Is Your AI Safe to Deploy? What Security Leaders Need to Know About LLM and Chatbot Penetration Testing

Your organisation is deploying AI. Whether that means a customer-facing chatbot, an internal productivity tool, or a large language model integrated into your core systems, the attack surface has changed. The security testing approach needs to change with it.

LLM and chatbot penetration testing is a specialist discipline, distinct from traditional application security testing, and grounded in a dedicated vulnerability framework: the OWASP Top 10 for Large Language Model Applications. Here is what security leaders need to understand about the risks, the testing process, and what good looks like.

What Is LLM Security and Chatbot Security Testing?

LLM and chatbot security testing is a structured assessment of the security risks specific to AI-powered systems. It examines:

  • How the system responds to adversarial inputs.
  • Whether it can be manipulated into disclosing sensitive information or behaving in unintended ways.
  • Whether the controls around it are sufficient to manage the risks it introduces.

Unlike standard penetration testing, which focuses on conventional vulnerabilities like authentication weaknesses or misconfigured infrastructure, LLM penetration testing requires specialist knowledge of how language models work and how they can be exploited.

Why Does AI Need Its Own Security Testing Framework?

Traditional security testing was designed for deterministic systems: software that behaves the same way every time. Language models are non-deterministic: their behaviour can be influenced by how a prompt is constructed, the context provided, and the data they have access to. That creates a category of vulnerability that did not exist before, where an attacker can:

  • Craft inputs designed to manipulate the model’s behaviour
  • Extract information the model should not share
  • Cause the model to take actions it should not take

The OWASP Top 10 for LLMs is the most widely adopted, although not exhaustive, framework for identifying and addressing these risks.

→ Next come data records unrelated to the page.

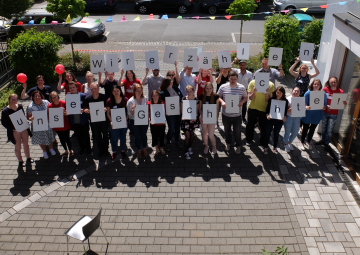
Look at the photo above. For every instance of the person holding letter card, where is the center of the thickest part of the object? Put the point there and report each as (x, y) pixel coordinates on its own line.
(232, 119)
(15, 137)
(188, 126)
(64, 132)
(168, 90)
(302, 78)
(275, 124)
(43, 138)
(313, 117)
(157, 130)
(292, 124)
(332, 86)
(139, 130)
(209, 97)
(116, 101)
(80, 122)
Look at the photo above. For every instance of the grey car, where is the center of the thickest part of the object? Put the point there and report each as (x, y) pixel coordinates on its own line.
(81, 29)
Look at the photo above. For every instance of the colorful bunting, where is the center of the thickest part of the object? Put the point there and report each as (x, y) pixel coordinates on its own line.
(68, 19)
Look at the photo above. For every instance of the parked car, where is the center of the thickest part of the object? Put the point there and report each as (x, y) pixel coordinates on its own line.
(215, 6)
(107, 6)
(304, 19)
(181, 6)
(292, 5)
(81, 29)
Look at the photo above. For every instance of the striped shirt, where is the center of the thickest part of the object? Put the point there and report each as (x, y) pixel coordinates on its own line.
(226, 89)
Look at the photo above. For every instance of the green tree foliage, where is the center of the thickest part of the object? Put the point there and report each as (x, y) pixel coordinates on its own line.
(35, 53)
(312, 31)
(63, 8)
(243, 7)
(281, 31)
(14, 8)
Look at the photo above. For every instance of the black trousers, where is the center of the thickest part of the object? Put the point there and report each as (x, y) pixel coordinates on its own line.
(255, 116)
(158, 135)
(83, 136)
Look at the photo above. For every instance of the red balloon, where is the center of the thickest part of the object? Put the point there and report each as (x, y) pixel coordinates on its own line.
(60, 69)
(21, 77)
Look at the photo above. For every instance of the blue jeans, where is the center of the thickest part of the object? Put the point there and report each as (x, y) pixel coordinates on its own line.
(328, 123)
(174, 123)
(117, 134)
(236, 123)
(140, 134)
(292, 126)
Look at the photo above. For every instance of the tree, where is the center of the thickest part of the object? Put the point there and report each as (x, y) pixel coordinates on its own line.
(14, 8)
(282, 31)
(33, 53)
(242, 9)
(65, 8)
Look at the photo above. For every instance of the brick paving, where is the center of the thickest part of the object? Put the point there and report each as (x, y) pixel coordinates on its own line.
(222, 204)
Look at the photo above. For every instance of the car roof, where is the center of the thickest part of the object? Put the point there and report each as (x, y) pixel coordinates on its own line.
(302, 17)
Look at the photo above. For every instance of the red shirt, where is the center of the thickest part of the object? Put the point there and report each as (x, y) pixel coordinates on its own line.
(129, 87)
(150, 103)
(67, 125)
(67, 91)
(201, 86)
(329, 94)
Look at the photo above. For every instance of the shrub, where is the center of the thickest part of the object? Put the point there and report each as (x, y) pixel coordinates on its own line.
(312, 33)
(282, 31)
(35, 53)
(82, 61)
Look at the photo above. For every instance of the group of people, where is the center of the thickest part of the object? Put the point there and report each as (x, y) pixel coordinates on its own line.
(128, 93)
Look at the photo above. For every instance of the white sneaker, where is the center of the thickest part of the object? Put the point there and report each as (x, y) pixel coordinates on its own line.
(287, 148)
(190, 151)
(227, 148)
(291, 147)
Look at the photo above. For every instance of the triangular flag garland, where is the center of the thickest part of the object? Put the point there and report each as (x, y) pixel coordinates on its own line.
(68, 20)
(228, 17)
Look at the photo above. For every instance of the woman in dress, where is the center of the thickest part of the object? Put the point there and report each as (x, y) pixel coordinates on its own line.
(42, 138)
(313, 117)
(69, 76)
(332, 86)
(209, 97)
(292, 124)
(89, 79)
(157, 130)
(173, 121)
(64, 132)
(15, 137)
(139, 130)
(117, 101)
(275, 124)
(129, 82)
(188, 126)
(302, 78)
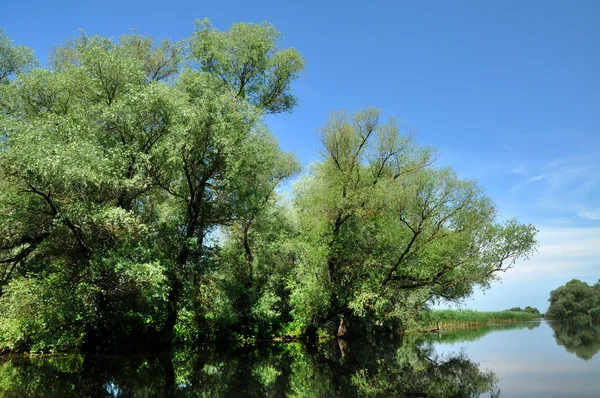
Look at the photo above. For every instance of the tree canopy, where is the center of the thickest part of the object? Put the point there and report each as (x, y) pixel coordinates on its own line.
(575, 299)
(139, 201)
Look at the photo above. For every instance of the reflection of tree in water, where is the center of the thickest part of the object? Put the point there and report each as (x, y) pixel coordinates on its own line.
(372, 368)
(580, 338)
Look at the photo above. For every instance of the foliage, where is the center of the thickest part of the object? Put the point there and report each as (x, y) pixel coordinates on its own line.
(117, 164)
(139, 203)
(575, 299)
(449, 318)
(531, 310)
(383, 232)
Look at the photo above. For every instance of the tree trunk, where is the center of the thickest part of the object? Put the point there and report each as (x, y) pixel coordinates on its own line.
(343, 330)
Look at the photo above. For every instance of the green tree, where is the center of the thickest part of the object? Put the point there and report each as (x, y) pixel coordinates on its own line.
(573, 300)
(383, 233)
(118, 162)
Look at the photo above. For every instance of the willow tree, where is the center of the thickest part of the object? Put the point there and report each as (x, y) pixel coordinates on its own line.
(384, 232)
(116, 163)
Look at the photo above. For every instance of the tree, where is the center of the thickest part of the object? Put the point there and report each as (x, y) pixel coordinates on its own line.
(382, 232)
(572, 300)
(120, 159)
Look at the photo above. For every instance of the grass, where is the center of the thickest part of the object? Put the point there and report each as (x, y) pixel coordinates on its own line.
(449, 319)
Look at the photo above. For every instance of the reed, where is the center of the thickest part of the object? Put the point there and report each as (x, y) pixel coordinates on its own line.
(450, 319)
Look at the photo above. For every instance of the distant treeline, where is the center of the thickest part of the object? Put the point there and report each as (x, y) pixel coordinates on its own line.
(575, 300)
(440, 319)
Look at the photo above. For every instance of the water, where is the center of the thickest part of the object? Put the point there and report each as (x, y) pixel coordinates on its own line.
(525, 360)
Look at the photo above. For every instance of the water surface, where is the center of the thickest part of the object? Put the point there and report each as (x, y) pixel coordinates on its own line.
(526, 359)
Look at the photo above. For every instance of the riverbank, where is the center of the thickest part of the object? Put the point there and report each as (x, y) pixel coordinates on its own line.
(455, 319)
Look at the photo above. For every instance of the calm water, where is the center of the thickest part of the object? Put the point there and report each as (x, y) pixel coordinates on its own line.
(524, 360)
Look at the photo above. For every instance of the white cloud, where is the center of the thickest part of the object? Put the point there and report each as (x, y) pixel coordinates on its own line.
(590, 214)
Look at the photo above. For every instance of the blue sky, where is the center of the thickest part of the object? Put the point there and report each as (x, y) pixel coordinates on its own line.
(508, 91)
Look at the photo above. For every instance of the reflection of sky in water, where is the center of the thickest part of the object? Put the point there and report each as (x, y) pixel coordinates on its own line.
(529, 362)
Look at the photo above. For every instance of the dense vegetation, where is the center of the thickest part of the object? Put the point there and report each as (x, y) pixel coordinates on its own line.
(528, 309)
(465, 318)
(575, 299)
(139, 203)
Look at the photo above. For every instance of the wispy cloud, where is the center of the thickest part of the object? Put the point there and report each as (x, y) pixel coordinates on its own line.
(564, 185)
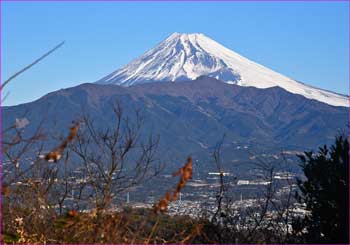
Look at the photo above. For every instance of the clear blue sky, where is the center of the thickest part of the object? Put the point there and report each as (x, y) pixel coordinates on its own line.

What Is the OWASP Top 10 for LLMs and Why Does It Matter?

The OWASP Top 10 for Large Language Model Applications identifies the ten most critical security risks for systems built on LLMs. It matters because it gives organisations and security testers a consistent, evidence-based reference point for what to test and what good remediation looks like. For security leaders it is the equivalent of the OWASP Top 10 for web applications.

It covers the most commonly observed risks across the industry, but there are vulnerabilities beyond the Top 10 and it should not be treated as a checklist.

What Are the Most Significant Risks the OWASP LLM Top 10 Covers?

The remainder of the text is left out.